Owen Graduate School of Management
Owen GSM logo.svg
Type Private
Established 1969
Endowment $277 million (April 30, 2013)
Dean M. Eric Johnson
Academic staff
49 (May '13)
Postgraduates 577 (May ‘13)
Location Nashville, Tennessee, US
Campus Urban, 330 acres
Website owen.vanderbilt.edu

The Vanderbilt University Owen Graduate School of Management is the graduate business school of Vanderbilt University in Nashville, Tennessee, United States. Founded in 1969, Owen awards eight degrees: a standard 2-year Master of Business Administration (MBA), an Executive MBA, an Americas Executive MBA, a Master of Finance, a Master of Accountancy, a Master of Accountancy-Valuation, a Health Care MBA, and a Master of Management in Health Care, as well as a large variety of joint professional and MBA degree programs. Owen is renowned for its Health Care MBA, a unique program that provides students an in-depth educational experience tailored to the health care industry. Owen also offers non-degree programs for undergraduates and executives.

The student to faculty ratio is about 9 to 1, with 577 students and 49 full-time faculty members. The school’s 8,304 living MBA alumni are found throughout the U.S. and around the world.

Owen's two-year MBA program is consistently ranked among the top business schools in the nation by major publications. In 2016, Owen was ranked #22 in U.S. News & World Report's rankings.Bloomberg Businessweek ranked the full-time MBA program #30 in 2014.

The school is named for Ralph “Peck” Owen and his wife, Lulu Hampton Owen. Ralph Owen, a Vanderbilt alumnus (’28), was a founder of Equitable Securities Corporation in Nashville, and he became the chairman of the American Express Company.

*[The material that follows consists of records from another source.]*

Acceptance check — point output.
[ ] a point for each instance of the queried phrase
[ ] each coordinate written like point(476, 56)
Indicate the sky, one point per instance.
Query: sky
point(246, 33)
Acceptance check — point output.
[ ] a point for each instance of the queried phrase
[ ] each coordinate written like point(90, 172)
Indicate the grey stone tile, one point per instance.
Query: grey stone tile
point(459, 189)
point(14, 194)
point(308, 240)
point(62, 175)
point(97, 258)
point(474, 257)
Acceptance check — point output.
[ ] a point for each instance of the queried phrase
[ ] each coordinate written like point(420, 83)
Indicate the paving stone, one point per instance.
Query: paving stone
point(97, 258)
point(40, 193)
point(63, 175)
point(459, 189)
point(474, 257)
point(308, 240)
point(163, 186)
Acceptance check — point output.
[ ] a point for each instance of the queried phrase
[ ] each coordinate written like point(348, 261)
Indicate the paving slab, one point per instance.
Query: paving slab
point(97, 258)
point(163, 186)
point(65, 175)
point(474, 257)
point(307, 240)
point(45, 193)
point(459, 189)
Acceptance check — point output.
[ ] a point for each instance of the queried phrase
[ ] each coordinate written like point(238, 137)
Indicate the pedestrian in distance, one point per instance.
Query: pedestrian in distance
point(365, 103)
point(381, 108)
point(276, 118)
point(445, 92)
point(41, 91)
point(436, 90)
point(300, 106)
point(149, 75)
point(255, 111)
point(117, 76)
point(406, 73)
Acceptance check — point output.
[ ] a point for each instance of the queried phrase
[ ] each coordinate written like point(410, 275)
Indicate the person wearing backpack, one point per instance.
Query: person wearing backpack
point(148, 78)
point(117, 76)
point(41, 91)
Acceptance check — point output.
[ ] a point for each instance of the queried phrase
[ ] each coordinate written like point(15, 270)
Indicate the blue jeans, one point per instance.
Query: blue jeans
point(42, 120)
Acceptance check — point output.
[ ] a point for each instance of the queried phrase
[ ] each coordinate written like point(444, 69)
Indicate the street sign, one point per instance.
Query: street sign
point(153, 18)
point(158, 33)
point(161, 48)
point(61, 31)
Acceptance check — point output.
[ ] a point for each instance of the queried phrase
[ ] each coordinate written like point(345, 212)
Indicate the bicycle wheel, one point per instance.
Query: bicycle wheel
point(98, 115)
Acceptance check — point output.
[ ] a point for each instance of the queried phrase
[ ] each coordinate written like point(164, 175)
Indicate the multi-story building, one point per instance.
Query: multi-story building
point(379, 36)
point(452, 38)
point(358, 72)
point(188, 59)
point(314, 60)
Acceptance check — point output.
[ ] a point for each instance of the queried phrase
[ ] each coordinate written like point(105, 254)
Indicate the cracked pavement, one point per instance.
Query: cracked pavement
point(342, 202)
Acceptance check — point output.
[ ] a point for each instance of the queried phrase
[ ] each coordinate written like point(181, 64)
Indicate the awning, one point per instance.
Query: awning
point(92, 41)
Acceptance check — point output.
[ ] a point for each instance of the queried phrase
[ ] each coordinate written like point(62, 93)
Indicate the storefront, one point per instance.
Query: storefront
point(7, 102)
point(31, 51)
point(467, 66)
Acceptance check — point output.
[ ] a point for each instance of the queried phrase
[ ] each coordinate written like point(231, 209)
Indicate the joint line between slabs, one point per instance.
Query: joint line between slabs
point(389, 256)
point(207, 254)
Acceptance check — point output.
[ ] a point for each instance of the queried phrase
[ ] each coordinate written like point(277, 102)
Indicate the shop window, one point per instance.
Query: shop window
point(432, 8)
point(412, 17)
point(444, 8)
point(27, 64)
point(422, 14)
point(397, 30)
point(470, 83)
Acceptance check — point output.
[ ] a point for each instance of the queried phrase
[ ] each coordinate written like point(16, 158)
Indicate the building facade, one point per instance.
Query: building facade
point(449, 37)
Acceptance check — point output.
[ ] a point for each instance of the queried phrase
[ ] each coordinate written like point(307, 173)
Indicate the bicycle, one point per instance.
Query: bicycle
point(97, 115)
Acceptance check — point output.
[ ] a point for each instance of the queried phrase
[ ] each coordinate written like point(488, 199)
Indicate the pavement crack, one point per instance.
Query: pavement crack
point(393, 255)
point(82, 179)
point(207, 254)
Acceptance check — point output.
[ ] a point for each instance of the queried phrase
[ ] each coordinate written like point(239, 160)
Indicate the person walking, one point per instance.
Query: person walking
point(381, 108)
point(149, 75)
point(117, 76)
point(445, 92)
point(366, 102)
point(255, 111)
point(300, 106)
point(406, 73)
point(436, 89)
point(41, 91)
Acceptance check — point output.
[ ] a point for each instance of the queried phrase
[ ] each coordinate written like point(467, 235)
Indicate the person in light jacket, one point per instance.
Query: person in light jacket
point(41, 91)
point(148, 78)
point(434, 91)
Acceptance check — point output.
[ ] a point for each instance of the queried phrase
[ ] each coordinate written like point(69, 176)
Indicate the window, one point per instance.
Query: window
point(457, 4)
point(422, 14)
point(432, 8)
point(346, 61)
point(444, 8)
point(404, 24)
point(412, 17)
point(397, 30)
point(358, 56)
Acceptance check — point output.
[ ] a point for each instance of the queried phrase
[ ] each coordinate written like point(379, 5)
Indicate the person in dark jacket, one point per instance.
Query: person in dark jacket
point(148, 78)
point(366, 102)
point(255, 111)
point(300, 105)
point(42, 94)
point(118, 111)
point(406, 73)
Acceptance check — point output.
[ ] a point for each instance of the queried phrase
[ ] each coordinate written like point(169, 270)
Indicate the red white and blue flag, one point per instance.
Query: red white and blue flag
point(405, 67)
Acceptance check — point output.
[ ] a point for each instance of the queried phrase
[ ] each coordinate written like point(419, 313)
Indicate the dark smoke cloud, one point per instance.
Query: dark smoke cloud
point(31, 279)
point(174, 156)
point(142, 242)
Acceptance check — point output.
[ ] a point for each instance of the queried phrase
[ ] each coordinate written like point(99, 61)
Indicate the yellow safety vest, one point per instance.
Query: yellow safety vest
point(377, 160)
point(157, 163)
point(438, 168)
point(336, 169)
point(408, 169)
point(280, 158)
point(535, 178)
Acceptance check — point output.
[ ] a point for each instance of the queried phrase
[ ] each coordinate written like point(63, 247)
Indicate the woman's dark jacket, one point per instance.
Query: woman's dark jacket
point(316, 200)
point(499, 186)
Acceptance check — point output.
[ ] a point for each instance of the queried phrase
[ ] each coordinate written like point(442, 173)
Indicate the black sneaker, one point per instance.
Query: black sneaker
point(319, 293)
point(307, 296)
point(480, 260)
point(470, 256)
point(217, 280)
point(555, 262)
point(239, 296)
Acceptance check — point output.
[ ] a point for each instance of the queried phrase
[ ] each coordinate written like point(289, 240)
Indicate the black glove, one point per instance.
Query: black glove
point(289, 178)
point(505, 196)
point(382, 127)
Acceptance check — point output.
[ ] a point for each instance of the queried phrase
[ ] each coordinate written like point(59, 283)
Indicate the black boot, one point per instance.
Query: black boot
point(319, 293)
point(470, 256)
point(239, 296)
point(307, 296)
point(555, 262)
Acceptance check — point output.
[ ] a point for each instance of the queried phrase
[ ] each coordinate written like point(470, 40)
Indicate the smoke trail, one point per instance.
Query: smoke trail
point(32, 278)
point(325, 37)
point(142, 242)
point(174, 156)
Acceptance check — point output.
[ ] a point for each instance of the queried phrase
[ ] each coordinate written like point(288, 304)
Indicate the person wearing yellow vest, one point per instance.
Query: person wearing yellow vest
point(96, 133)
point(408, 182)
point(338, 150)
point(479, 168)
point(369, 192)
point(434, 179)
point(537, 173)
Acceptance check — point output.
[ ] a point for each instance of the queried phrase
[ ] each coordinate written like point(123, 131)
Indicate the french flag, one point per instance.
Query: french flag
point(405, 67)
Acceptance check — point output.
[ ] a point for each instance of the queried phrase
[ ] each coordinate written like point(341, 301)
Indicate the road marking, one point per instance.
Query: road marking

Vanderbilt University Owen Graduate School of Management has been in operation since 1969, but the university's first proposal for a business education program came from its Board of Trust (BOT) in 1881. They called it the Commercial College Department. No program was established then, however, and it was the mid-1950s before a program of business administration was offered in the Department of Economics. With the economic growth in Nashville and Middle Tennessee at that time, local businessmen, many of whom were Vanderbilt alumni and BOT members, recognized the need for a formal business education program to train leaders for the area. They were concerned that too many aspiring young businessmen would attend schools in other parts of the country and then remain in those regions.